Carlos Polanco, a 31-year-old from Queens convicted of manslaughter, commented following the debate that he would never want to bar a child from school and was extremely grateful he was able pursue a Bard diploma. “We have been graced with opportunity,” he said. “They make us believe in ourselves.”
Judge Mary Nugent, the leader of a panel of experienced judges for the debate, noted that the BPI team made a strong case that a large number of the schools attended by undocumented children were performing so poorly that students were being warehoused instead of educated. They argued that if these “dropout factories” with overcrowded classrooms and insufficient funding denied these children admission, then in the vast majority of cases you would see nonprofits and wealthier schools step in and provide a higher quality education for these undocumented kids.
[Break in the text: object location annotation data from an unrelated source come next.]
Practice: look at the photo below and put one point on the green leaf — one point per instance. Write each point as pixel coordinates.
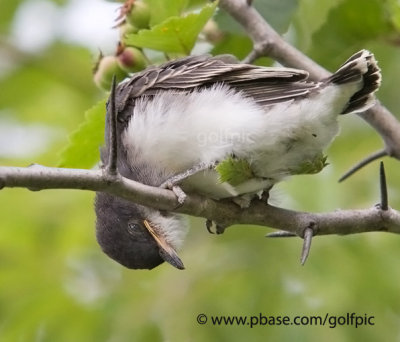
(83, 149)
(174, 35)
(161, 10)
(311, 166)
(234, 171)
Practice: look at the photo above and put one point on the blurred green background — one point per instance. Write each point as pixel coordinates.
(55, 283)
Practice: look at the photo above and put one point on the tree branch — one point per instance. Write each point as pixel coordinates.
(226, 213)
(267, 42)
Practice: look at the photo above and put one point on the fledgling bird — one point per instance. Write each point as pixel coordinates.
(222, 129)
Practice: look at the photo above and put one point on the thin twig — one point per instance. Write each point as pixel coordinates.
(308, 234)
(111, 166)
(384, 205)
(267, 42)
(362, 163)
(225, 213)
(280, 233)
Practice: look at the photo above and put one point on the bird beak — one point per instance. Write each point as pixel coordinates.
(167, 252)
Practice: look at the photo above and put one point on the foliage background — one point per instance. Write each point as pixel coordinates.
(55, 283)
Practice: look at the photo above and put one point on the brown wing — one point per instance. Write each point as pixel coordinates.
(265, 85)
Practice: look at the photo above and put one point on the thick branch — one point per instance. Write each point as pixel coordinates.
(224, 212)
(267, 42)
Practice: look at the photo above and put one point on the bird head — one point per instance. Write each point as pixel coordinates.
(137, 237)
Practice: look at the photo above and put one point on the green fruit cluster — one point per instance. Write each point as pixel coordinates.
(127, 59)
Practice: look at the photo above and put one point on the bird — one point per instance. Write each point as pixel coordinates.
(213, 126)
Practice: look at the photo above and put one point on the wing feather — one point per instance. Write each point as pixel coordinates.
(265, 85)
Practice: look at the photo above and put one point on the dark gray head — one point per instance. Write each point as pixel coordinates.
(135, 236)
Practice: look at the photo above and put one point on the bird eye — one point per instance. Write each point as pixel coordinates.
(134, 227)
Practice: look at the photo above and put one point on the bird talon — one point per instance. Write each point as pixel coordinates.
(209, 225)
(180, 194)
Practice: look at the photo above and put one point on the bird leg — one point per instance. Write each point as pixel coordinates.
(173, 182)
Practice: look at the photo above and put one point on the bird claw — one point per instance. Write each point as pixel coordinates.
(219, 229)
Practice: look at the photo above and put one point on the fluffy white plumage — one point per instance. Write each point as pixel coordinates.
(207, 110)
(175, 131)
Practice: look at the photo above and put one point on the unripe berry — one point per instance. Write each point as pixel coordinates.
(131, 59)
(125, 29)
(106, 69)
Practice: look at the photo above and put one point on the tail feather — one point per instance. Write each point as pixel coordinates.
(361, 67)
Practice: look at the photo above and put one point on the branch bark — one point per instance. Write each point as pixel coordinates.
(226, 213)
(267, 42)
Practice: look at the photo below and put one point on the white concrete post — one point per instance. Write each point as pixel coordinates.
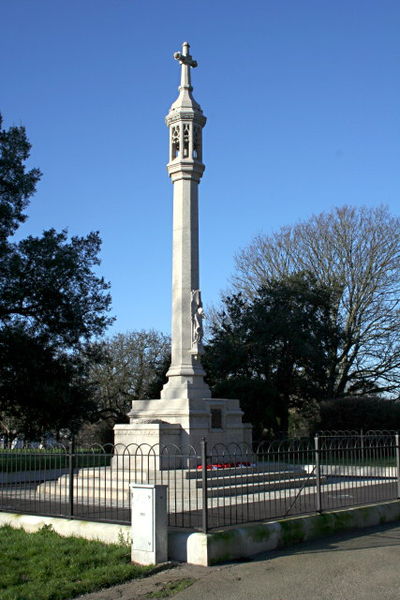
(149, 523)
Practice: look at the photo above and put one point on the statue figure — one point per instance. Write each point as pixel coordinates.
(197, 322)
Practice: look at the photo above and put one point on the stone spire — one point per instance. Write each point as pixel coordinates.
(185, 120)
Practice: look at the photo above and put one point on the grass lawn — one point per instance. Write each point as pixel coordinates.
(46, 566)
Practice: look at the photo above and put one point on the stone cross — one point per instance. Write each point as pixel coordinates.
(186, 61)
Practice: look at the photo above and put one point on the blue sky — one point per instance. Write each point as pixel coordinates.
(302, 101)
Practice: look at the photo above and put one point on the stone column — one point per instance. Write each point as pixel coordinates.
(185, 121)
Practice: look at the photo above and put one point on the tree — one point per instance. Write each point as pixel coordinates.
(51, 306)
(133, 367)
(275, 351)
(355, 251)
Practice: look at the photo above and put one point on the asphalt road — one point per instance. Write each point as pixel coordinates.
(356, 566)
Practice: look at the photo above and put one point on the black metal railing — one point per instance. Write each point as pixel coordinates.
(208, 487)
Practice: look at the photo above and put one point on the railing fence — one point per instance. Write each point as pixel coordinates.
(207, 487)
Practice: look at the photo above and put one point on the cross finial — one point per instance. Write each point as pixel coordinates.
(186, 62)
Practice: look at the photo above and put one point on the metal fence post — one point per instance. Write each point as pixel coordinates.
(397, 441)
(71, 477)
(318, 506)
(204, 489)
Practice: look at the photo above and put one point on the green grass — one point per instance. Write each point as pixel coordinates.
(171, 588)
(46, 566)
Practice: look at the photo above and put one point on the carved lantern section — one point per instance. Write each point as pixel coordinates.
(185, 141)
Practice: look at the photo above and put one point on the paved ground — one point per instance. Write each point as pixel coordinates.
(362, 566)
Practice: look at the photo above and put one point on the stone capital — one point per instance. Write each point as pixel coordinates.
(181, 169)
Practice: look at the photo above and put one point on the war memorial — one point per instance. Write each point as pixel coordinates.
(185, 413)
(189, 456)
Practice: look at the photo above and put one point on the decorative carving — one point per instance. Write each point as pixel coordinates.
(175, 141)
(197, 323)
(186, 138)
(196, 142)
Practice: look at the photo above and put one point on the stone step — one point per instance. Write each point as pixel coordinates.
(258, 487)
(114, 490)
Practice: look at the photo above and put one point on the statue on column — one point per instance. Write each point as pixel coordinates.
(197, 323)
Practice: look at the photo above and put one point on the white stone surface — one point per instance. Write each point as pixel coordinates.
(149, 524)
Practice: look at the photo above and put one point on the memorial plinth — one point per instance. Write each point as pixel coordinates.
(185, 413)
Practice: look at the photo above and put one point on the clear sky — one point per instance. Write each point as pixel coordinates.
(302, 101)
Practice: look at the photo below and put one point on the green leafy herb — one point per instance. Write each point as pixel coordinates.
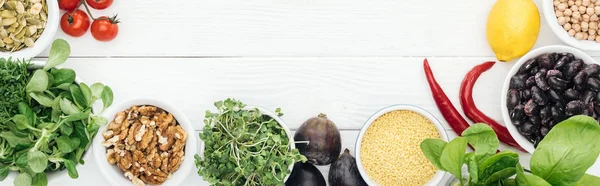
(244, 147)
(52, 125)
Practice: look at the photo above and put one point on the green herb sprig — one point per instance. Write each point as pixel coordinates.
(54, 124)
(244, 147)
(561, 158)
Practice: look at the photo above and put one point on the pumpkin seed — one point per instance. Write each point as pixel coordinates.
(22, 23)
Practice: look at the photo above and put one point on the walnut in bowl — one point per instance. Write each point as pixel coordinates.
(145, 143)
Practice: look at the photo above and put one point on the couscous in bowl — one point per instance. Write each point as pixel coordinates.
(388, 147)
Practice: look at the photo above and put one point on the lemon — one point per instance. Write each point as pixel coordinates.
(512, 28)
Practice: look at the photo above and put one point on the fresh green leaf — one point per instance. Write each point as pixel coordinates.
(452, 158)
(63, 76)
(66, 144)
(87, 93)
(40, 180)
(501, 175)
(41, 98)
(107, 97)
(38, 82)
(432, 149)
(78, 97)
(37, 161)
(59, 53)
(528, 179)
(71, 169)
(68, 107)
(569, 149)
(482, 138)
(4, 170)
(22, 179)
(588, 180)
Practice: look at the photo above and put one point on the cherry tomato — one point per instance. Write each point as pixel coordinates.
(68, 5)
(99, 4)
(75, 24)
(105, 29)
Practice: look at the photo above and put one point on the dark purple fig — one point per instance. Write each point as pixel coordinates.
(535, 120)
(531, 108)
(544, 131)
(558, 113)
(588, 96)
(540, 81)
(594, 84)
(526, 95)
(513, 99)
(538, 96)
(518, 113)
(546, 61)
(562, 62)
(554, 96)
(517, 83)
(526, 129)
(305, 174)
(324, 140)
(545, 112)
(557, 83)
(553, 72)
(592, 69)
(530, 81)
(571, 94)
(344, 172)
(575, 107)
(580, 78)
(527, 66)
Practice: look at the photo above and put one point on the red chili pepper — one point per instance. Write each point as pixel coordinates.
(471, 110)
(452, 116)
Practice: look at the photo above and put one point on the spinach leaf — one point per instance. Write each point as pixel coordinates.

Nugent went on to point out that the Harvard College debating team did not respond to a good bit of that argument, but noted that both sides put on an excellent debate.
The Harvard team admitted they were impressed by the preparation of the BPI team and the surprising and effective argument. “They caught us off guard,” explained Anais Carell, a junior from the Windy City.
Of note, the prison debating team had its first debate in early 2014, overcoming a team from the U.S. Military Academy. In its second debate, the BPI debaters won against a nationally ranked team from the University of Vermont, but earlier this spring, they lost a close rematch against West Point.
The BPI debate team is operating at a significant disadvantage in terms of research. That’s because Inmates can’t use the Internet for research. Prison officials must approve all requests for books and articles, which often takes weeks.
Debate was not rigged
Nugent highlighted that while it might seem they would be biased to vote for the prisoners’ team, all three judges must justify their votes to each other based on exacting rules and standards.
“We’re all human,” she noted. “I don’t think we can ever judge devoid of context or where we are, but the idea they would win out of sympathy is playing into pretty misguided ideas about inmates. Their academic ability is impressive.”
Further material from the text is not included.